Forming a silicon layer by growing a layer or i-Si layer; forming the silicon layer by thermal oxidation to form a SiO ₂ film; and selectively removing the SiO ₂ film to form an n-type impurity. Forming a source region and a drain region by implanting, a gate electrode and a source by forming electrodes on the SiO ₂ film between the source region and the drain region and on the source region and the drain region, respectively. Forming an electrode and a drain electrode to produce an n-type field effect transistor configured to generate a two-dimensional electron gas at the interface between the Si channel layer and the Si _1-x Ge _x spacer layer. A method for manufacturing a semiconductor device. 9. The mixed crystal ratio X of the Si _1-X Ge _X mixed crystal layer (0 <x <1)

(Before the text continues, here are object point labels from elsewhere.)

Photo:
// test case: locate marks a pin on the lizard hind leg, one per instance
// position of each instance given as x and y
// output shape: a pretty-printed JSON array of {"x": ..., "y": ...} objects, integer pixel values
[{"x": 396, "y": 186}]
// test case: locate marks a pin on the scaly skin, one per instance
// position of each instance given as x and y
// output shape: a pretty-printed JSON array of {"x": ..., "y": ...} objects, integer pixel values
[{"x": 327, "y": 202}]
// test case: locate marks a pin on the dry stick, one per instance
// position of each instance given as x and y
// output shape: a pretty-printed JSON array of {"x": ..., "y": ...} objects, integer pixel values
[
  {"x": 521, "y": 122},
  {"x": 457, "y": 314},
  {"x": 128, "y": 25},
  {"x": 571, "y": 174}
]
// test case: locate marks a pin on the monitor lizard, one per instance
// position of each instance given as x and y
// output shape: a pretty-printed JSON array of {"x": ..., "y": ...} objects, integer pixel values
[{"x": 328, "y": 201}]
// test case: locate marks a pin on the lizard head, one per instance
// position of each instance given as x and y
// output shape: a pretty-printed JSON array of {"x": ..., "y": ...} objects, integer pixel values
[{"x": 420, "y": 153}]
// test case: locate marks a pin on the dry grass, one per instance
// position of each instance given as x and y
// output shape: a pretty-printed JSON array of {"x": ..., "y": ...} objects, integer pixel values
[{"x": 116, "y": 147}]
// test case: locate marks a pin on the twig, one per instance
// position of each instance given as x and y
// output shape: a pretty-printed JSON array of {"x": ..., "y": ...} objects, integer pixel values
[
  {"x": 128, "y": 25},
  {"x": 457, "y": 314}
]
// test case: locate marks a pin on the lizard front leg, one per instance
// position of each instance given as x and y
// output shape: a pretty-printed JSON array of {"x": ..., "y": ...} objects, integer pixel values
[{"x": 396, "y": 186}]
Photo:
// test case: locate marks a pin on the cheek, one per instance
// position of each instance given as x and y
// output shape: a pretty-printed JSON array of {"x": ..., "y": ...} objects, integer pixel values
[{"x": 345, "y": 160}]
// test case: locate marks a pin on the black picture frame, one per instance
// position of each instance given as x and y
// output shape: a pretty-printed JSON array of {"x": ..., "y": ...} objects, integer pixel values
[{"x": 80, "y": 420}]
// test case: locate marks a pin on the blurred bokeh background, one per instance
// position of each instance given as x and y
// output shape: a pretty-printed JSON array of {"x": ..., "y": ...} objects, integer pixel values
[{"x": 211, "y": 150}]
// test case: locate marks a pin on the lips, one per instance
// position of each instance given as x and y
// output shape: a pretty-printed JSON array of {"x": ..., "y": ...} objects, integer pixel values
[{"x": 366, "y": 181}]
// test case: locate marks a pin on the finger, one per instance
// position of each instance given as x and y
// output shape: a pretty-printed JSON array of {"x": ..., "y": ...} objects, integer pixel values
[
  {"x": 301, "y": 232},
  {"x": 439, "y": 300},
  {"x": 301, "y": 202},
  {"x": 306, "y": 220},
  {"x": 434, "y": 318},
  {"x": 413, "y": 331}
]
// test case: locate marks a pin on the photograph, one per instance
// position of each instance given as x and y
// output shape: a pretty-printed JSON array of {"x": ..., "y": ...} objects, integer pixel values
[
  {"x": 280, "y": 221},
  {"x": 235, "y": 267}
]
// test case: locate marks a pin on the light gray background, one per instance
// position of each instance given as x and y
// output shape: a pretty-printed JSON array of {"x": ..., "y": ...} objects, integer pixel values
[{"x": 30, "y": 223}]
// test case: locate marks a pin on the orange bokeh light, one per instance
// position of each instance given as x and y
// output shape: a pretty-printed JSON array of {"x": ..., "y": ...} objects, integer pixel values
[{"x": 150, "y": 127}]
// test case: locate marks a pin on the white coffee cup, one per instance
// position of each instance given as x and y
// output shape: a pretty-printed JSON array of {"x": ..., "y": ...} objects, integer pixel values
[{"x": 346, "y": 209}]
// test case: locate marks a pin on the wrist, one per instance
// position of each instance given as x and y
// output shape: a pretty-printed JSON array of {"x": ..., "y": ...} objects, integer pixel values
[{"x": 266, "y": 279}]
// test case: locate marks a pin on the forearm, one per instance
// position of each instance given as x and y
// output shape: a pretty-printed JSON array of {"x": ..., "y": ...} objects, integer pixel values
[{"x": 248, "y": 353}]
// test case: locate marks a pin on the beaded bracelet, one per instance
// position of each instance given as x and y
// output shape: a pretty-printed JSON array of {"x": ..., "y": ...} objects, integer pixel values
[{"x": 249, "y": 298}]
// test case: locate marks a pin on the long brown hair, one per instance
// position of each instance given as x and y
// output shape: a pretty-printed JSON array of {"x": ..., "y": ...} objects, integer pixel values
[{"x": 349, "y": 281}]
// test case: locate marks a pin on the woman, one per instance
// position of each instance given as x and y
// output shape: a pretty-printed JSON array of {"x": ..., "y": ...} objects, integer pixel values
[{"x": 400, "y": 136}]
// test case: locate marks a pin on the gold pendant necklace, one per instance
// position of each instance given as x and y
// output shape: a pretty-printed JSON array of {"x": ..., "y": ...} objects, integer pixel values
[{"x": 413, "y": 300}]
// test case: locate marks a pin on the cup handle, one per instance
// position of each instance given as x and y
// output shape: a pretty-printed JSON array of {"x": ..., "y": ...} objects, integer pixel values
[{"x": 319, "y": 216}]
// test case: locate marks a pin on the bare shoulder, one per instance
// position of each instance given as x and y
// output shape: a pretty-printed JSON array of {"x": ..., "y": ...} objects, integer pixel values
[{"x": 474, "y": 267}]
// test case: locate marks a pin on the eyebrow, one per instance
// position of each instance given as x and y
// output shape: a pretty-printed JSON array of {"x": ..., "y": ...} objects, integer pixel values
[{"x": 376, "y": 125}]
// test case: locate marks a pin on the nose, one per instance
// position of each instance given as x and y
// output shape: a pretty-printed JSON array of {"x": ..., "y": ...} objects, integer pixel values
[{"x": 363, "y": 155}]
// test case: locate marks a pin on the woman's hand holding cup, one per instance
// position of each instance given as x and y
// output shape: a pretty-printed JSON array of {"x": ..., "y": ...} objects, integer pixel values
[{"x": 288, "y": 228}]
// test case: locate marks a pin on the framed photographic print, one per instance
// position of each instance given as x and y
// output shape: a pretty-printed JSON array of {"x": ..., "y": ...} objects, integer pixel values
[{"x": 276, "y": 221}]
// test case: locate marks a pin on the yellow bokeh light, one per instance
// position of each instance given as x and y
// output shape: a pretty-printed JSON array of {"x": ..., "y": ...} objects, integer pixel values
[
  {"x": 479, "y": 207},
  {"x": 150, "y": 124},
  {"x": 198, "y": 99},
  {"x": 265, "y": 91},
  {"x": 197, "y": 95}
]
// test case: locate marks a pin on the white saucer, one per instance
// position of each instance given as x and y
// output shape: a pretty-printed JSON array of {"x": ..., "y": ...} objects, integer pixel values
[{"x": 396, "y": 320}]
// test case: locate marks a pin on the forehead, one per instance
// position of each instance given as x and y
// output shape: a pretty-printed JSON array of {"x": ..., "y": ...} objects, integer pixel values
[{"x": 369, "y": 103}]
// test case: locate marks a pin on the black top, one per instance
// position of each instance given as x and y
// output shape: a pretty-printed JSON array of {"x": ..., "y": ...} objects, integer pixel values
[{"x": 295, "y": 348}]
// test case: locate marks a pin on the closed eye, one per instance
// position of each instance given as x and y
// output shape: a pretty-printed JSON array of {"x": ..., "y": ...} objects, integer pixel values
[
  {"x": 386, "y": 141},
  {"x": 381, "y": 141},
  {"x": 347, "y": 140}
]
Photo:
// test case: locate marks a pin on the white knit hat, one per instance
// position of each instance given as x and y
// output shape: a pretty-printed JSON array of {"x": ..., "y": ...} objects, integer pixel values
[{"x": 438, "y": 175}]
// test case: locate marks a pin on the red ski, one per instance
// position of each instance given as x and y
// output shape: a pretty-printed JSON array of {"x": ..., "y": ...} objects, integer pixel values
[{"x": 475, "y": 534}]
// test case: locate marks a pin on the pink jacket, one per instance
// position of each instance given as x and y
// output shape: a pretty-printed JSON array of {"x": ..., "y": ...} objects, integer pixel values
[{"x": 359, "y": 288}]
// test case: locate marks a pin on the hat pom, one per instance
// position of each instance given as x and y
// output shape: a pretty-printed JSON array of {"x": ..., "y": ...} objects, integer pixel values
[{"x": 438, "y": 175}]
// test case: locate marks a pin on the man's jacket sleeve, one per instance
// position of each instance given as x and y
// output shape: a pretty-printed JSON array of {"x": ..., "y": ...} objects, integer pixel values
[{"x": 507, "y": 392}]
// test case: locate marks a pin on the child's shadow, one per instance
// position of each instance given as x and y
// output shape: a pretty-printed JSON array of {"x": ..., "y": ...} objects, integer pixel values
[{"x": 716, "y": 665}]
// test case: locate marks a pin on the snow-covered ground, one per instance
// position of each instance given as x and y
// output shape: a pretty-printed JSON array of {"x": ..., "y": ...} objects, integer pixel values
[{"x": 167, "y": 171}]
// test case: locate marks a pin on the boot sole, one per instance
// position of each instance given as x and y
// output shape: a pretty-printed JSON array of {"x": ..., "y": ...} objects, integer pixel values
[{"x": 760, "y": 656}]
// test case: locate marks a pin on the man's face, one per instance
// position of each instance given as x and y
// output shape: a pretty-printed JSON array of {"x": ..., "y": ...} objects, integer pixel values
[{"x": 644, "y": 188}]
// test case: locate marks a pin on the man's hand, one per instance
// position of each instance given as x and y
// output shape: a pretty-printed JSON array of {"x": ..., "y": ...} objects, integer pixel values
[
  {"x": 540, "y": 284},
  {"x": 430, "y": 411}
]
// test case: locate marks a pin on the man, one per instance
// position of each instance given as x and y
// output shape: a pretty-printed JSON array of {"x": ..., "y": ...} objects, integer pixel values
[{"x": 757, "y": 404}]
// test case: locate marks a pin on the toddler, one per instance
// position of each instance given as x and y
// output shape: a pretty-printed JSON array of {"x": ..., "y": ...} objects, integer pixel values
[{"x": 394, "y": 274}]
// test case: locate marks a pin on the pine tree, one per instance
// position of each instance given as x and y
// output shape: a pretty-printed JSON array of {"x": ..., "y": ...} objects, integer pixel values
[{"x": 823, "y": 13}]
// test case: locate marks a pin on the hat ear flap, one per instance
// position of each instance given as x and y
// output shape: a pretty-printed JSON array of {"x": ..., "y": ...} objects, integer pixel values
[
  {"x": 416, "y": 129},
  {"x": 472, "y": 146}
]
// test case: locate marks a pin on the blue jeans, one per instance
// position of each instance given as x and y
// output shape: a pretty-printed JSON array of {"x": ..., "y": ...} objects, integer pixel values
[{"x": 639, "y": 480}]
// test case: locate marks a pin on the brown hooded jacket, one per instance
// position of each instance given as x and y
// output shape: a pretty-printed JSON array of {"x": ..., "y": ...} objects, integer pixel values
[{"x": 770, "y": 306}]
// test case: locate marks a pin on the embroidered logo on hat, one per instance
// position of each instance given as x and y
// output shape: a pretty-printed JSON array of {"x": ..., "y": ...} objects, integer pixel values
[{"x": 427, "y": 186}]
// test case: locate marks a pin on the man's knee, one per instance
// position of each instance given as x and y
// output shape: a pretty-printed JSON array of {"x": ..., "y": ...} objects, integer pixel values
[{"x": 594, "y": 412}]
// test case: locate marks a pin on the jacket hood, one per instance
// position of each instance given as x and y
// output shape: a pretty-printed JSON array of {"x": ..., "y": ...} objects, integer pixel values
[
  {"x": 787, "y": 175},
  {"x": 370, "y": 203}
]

9. The method of manufacturing a semiconductor device according to claim 7, wherein the value is about 0.3. 10. A Si _1-X Ge _X mixed crystal layer (0 <x <1) on a Si substrate
forming a Si _1-X Ge _X buffer layer by growing without lattice matching to i; and forming a Ge channel layer by growing an i-Ge layer on the Si _1-X Ge _X buffer layer. Growing a Si _1-X Ge _X mixed crystal layer (0 <x <1) on the Ge channel layer to form a Si _1-X
Ge _X forming a spacer layer, the Si _1-X Ge _X a step of the spacer layer on the grown Si layer doped with Group 3 element such as B to form the delta doped layer, Si on the delta doped layer _1-X Ge _X mixed crystal layer and the step of (0 <x <1) the grown to form a Si _1-X Ge _X cap layer, on the Si _1-X Ge _X cap layer
Growing a Si layer or an i-Si layer to form a silicon layer, thermally oxidizing the silicon layer to form a SiO ₂ film, and selectively removing the SiO ₂ film to form a p-type film. Implanting impurities to form a source region and a drain region, and forming an electrode on the SiO ₂ film and between the source region and the drain region between the source region and the drain region, and on the drain region, respectively. Forming a source electrode and a drain electrode by producing a p-type field effect transistor having a configuration in which a two-dimensional hole gas is generated at an interface between the Ge channel layer and the Si _1-x Ge _x spacer layer. Manufacturing method of a semiconductor device. 11. A Si _1-X Ge _X mixed crystal layer (0 <x <1) on a Si substrate
forming a Si _1-X Ge _X buffer layer by growing without lattice matching to i; and forming a Ge channel layer by growing an i-Ge layer on the Si _1-X Ge _X buffer layer. Growing a Si _1-X Ge _X mixed crystal layer (0 <x <1) on the Ge channel layer to form a Si _1-X
Ge _X forming a spacer layer, the Si _1-X Ge _X and step on the spacer layer is grown Ge layer doped with Group 3 element such as B to form the delta doped layer, Si on the delta doped layer _1-X Ge _X mixed crystal layer and the step of (0 <x <1) the grown to form a Si _1-X Ge _X cap layer, on the Si _1-X Ge _X cap layer
Growing a Si layer or an i-Si layer to form a silicon layer, thermally oxidizing the silicon layer to form a SiO ₂ film, and selectively removing the SiO ₂ film to form a p-type film. Implanting impurities to form a source region and a drain region, and forming an electrode on the SiO ₂ film and between the source region and the drain region between the source region and the drain region, and on the drain region, respectively. Forming a source electrode and a drain electrode by producing a p-type field effect transistor having a configuration in which a two-dimensional hole gas is generated at an interface between the Ge channel layer and the Si _1-x Ge _x spacer layer. Manufacturing method of a semiconductor device. 12. The semiconductor according to claim 10, wherein a mixed crystal ratio X of the Si _1-X Ge _X mixed crystal layer (0 <x <1) is about 0.7. Device manufacturing method.